Another example of response can be from Bengaluru where The National Institute of Mental Health and Neurosciences (NIMHANS), was directed to assist the State government (of Karnataka) in addressing mental health concerns of migrants who were sheltered at relief camps and shelter homes across the city of Bengaluru. NIMHANS, in coordination with the Bruhat Bengaluru Mahanagara Palike (BBMP) and the Health and Family Welfare Department of Government of Karnataka then prepared a Mental Health Professionals team comprising Psychiatrists, Clinical Psychologists and Psychiatric Social Workers. This multidisciplinary team joined hands with 11 Mobile Medical Units (MMU) of BBMP and visited all migrant camps in the city. The role of the MMU was to screen the migrants for physical and mental health concerns in general as well as to screen for any mental disorders and provide further necessary care. The teams approached each visit with the following intervention agenda - Step 1: Understanding the migrants’ psychological distress as a group. Step 2: Validating their concerns and assuring that their needs would be addressed by appropriate authorities. Emphasis on recent Government notification on assuring job security and income by their employers, and communication of future decision on public transport availability were made.
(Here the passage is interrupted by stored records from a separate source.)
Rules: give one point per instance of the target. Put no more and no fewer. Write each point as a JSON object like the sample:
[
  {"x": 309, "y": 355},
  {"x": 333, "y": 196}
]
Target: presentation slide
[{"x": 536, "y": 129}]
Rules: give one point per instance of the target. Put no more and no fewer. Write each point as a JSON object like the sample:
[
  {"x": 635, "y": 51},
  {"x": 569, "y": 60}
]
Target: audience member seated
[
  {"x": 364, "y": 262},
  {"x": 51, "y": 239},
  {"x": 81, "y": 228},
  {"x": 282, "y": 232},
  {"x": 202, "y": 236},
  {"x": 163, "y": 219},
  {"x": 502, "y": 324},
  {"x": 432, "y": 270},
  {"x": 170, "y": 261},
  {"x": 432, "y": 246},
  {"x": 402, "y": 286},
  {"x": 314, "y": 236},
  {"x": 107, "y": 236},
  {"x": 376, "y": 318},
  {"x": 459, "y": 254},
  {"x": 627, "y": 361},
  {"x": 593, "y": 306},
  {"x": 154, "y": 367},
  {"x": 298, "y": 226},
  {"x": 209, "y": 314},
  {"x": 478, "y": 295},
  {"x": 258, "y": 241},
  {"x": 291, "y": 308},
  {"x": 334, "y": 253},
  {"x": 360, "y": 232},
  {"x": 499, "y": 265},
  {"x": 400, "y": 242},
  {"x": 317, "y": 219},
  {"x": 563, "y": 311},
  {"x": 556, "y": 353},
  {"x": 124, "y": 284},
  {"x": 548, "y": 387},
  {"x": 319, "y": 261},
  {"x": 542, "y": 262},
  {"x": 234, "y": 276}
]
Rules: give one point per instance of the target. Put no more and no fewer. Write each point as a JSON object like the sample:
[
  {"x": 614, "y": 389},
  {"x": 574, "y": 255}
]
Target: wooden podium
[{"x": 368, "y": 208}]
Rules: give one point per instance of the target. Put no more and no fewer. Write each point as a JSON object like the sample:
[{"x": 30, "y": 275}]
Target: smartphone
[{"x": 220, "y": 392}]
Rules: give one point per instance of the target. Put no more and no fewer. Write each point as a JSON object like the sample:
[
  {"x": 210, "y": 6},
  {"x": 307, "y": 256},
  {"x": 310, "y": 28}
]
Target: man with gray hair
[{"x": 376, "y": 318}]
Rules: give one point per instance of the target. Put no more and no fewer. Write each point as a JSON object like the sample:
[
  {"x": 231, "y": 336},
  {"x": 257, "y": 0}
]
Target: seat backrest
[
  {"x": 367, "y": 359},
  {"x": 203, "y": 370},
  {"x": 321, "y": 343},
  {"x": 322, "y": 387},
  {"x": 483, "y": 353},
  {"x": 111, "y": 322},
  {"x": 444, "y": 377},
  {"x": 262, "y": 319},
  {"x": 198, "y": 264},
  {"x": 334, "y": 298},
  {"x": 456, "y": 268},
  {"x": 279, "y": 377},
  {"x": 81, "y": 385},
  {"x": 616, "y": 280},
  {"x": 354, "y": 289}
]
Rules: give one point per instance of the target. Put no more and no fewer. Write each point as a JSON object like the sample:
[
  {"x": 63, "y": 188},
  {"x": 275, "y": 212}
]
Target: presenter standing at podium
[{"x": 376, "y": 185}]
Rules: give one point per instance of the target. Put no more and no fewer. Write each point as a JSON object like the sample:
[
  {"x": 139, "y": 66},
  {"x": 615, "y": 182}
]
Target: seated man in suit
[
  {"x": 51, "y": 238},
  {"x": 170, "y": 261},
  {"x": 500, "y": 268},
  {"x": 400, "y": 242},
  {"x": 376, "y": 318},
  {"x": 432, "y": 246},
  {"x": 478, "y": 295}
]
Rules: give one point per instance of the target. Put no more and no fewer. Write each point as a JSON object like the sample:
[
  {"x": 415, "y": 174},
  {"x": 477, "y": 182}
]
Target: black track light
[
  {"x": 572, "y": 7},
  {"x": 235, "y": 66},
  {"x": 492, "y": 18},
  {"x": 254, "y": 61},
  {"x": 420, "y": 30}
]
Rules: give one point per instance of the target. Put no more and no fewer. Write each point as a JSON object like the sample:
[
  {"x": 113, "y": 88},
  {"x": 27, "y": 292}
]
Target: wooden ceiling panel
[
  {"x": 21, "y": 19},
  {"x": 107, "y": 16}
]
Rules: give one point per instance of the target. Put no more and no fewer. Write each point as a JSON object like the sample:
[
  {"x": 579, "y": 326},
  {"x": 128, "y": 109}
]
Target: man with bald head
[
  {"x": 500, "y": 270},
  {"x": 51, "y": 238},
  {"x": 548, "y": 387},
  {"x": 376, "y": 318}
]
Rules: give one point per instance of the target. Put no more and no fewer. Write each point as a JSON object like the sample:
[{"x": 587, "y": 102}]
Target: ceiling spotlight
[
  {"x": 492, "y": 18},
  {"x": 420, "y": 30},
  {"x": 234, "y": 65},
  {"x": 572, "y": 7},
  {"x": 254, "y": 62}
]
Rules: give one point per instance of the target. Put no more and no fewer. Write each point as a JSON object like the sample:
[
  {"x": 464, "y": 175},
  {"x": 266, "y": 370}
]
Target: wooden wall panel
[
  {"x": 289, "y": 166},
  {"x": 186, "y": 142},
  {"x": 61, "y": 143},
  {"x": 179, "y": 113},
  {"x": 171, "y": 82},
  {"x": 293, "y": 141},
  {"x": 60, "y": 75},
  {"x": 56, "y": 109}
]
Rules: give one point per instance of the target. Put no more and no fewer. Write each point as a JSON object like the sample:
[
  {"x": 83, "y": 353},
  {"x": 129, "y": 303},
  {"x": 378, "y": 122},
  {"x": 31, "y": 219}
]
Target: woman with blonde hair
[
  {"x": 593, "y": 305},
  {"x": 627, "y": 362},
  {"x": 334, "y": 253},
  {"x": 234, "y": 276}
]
Step 3: Reinforcement on continuing precautions during their stay at these camps. Step 4: Screened positive subjects for mental disorders were dealt with brief interventions. Step 5: Following brief interventions, they were linked to nearby District Mental Health Programme team for pharmacological interventions. Those who required psychological interventions were linked with the National COVID Psychosocial Helpline number for individual psychotherapy.
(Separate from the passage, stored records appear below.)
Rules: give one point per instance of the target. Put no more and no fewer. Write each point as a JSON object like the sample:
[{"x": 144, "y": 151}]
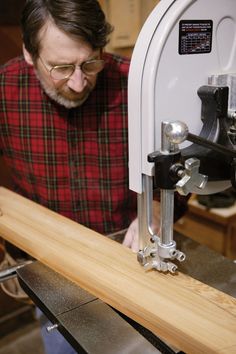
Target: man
[{"x": 63, "y": 120}]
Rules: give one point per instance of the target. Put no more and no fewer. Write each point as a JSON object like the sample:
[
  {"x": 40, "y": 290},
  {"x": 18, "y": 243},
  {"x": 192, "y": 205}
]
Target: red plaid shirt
[{"x": 73, "y": 161}]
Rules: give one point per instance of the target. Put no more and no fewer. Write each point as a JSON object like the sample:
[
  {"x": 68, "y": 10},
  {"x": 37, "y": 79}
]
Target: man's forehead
[{"x": 55, "y": 43}]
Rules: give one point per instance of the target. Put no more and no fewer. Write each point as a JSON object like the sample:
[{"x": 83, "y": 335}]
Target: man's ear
[{"x": 27, "y": 56}]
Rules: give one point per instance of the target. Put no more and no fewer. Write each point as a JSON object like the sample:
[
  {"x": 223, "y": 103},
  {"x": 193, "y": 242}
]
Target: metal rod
[{"x": 167, "y": 216}]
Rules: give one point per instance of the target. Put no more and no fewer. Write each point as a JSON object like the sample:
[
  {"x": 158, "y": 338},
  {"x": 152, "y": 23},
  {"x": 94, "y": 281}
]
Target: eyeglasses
[{"x": 88, "y": 67}]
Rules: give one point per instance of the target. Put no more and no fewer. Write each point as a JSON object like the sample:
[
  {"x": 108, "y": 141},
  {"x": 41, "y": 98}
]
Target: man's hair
[{"x": 83, "y": 19}]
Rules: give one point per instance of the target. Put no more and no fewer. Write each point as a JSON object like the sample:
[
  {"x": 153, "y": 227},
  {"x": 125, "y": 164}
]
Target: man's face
[{"x": 57, "y": 48}]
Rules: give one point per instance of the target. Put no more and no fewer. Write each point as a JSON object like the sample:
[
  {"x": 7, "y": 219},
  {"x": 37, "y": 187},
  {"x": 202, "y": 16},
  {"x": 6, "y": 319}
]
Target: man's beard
[{"x": 59, "y": 98}]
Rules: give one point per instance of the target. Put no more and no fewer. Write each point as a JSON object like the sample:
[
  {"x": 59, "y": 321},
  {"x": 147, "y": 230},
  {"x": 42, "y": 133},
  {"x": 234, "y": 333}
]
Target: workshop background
[{"x": 209, "y": 224}]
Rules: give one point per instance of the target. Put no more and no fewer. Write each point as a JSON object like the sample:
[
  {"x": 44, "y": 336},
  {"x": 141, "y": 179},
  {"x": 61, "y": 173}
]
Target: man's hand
[{"x": 131, "y": 239}]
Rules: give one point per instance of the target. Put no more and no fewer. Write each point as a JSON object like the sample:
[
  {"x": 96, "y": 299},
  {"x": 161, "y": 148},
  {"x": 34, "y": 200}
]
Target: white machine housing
[{"x": 183, "y": 45}]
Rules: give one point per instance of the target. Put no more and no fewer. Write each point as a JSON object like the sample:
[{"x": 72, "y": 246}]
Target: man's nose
[{"x": 77, "y": 80}]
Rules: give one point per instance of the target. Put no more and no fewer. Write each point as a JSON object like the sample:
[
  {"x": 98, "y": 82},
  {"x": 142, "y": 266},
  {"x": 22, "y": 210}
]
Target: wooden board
[{"x": 186, "y": 313}]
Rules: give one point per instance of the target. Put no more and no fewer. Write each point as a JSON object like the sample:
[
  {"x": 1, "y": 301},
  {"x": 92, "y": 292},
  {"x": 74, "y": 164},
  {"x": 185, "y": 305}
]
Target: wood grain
[{"x": 186, "y": 313}]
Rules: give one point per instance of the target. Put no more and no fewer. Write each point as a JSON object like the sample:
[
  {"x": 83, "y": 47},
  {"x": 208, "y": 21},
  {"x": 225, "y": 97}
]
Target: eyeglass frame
[{"x": 71, "y": 65}]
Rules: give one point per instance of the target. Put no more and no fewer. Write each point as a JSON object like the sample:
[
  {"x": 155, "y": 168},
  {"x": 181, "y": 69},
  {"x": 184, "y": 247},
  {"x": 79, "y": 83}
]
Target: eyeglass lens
[{"x": 90, "y": 67}]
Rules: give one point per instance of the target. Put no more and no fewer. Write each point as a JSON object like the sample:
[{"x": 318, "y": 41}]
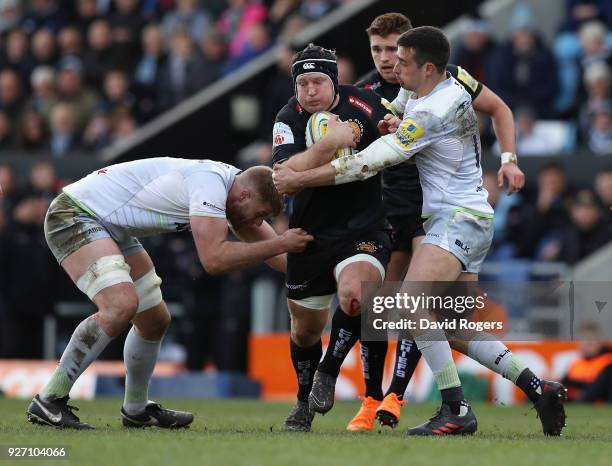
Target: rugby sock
[
  {"x": 407, "y": 356},
  {"x": 139, "y": 356},
  {"x": 305, "y": 362},
  {"x": 344, "y": 334},
  {"x": 494, "y": 355},
  {"x": 373, "y": 362},
  {"x": 87, "y": 342},
  {"x": 436, "y": 351}
]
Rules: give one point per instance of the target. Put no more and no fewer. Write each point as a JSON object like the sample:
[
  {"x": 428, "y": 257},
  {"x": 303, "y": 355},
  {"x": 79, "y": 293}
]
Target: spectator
[
  {"x": 70, "y": 41},
  {"x": 182, "y": 74},
  {"x": 147, "y": 73},
  {"x": 258, "y": 43},
  {"x": 525, "y": 71},
  {"x": 314, "y": 10},
  {"x": 17, "y": 55},
  {"x": 33, "y": 132},
  {"x": 579, "y": 12},
  {"x": 71, "y": 90},
  {"x": 588, "y": 230},
  {"x": 542, "y": 221},
  {"x": 11, "y": 97},
  {"x": 87, "y": 13},
  {"x": 43, "y": 96},
  {"x": 600, "y": 133},
  {"x": 46, "y": 14},
  {"x": 236, "y": 22},
  {"x": 6, "y": 133},
  {"x": 214, "y": 51},
  {"x": 598, "y": 83},
  {"x": 187, "y": 17},
  {"x": 10, "y": 14},
  {"x": 126, "y": 25},
  {"x": 593, "y": 40},
  {"x": 603, "y": 187},
  {"x": 102, "y": 55},
  {"x": 476, "y": 51},
  {"x": 64, "y": 136},
  {"x": 43, "y": 47},
  {"x": 116, "y": 97}
]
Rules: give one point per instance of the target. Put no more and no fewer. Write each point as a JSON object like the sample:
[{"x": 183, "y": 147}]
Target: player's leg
[
  {"x": 142, "y": 346},
  {"x": 308, "y": 319},
  {"x": 346, "y": 322},
  {"x": 407, "y": 357},
  {"x": 101, "y": 272},
  {"x": 547, "y": 396}
]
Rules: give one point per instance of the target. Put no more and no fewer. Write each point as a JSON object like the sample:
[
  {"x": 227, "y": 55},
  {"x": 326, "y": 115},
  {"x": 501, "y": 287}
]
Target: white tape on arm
[{"x": 367, "y": 163}]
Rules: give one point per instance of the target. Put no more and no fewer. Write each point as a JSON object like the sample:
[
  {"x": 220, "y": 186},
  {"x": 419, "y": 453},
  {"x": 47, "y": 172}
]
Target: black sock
[
  {"x": 305, "y": 361},
  {"x": 407, "y": 357},
  {"x": 344, "y": 334},
  {"x": 373, "y": 362},
  {"x": 530, "y": 384},
  {"x": 453, "y": 398}
]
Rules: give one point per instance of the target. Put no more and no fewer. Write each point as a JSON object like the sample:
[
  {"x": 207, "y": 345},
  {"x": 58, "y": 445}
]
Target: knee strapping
[
  {"x": 106, "y": 271},
  {"x": 148, "y": 291}
]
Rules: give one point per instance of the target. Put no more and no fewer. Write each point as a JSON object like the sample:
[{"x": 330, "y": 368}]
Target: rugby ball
[{"x": 316, "y": 128}]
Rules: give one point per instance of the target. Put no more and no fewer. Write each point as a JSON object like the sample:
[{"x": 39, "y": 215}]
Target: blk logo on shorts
[{"x": 464, "y": 247}]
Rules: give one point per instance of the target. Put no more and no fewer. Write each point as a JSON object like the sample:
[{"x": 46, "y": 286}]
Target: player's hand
[
  {"x": 514, "y": 175},
  {"x": 296, "y": 239},
  {"x": 389, "y": 124},
  {"x": 340, "y": 133},
  {"x": 286, "y": 180}
]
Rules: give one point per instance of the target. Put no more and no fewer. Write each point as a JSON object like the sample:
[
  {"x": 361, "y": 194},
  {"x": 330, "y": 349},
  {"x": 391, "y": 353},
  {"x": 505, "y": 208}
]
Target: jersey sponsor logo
[
  {"x": 367, "y": 246},
  {"x": 361, "y": 105},
  {"x": 408, "y": 133},
  {"x": 212, "y": 206},
  {"x": 357, "y": 128},
  {"x": 467, "y": 79},
  {"x": 282, "y": 134}
]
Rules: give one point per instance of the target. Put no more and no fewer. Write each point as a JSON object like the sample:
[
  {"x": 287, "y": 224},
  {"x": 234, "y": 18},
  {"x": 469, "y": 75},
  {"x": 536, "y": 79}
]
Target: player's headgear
[{"x": 315, "y": 59}]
Mental health is a critical aspect that needs to be addressed everywhere, making it imperative to initiate steps against the psychological ill effects due to pandemic through generating awareness and psychological preparedness among the internal migrants. Though some states and organisations have taken considerable initiatives to combat this issue there are still many workers who need care and support to pass through this phase. This is also a historic opportunity for us to completely reimagine what mental healthcare means. To acknowledge and embrace the plural ways in which mental health problems are experienced, we must go beyond the narrow, disease-based models of mental healthcare and embrace the diversity and the pluralism of mental health in our communities.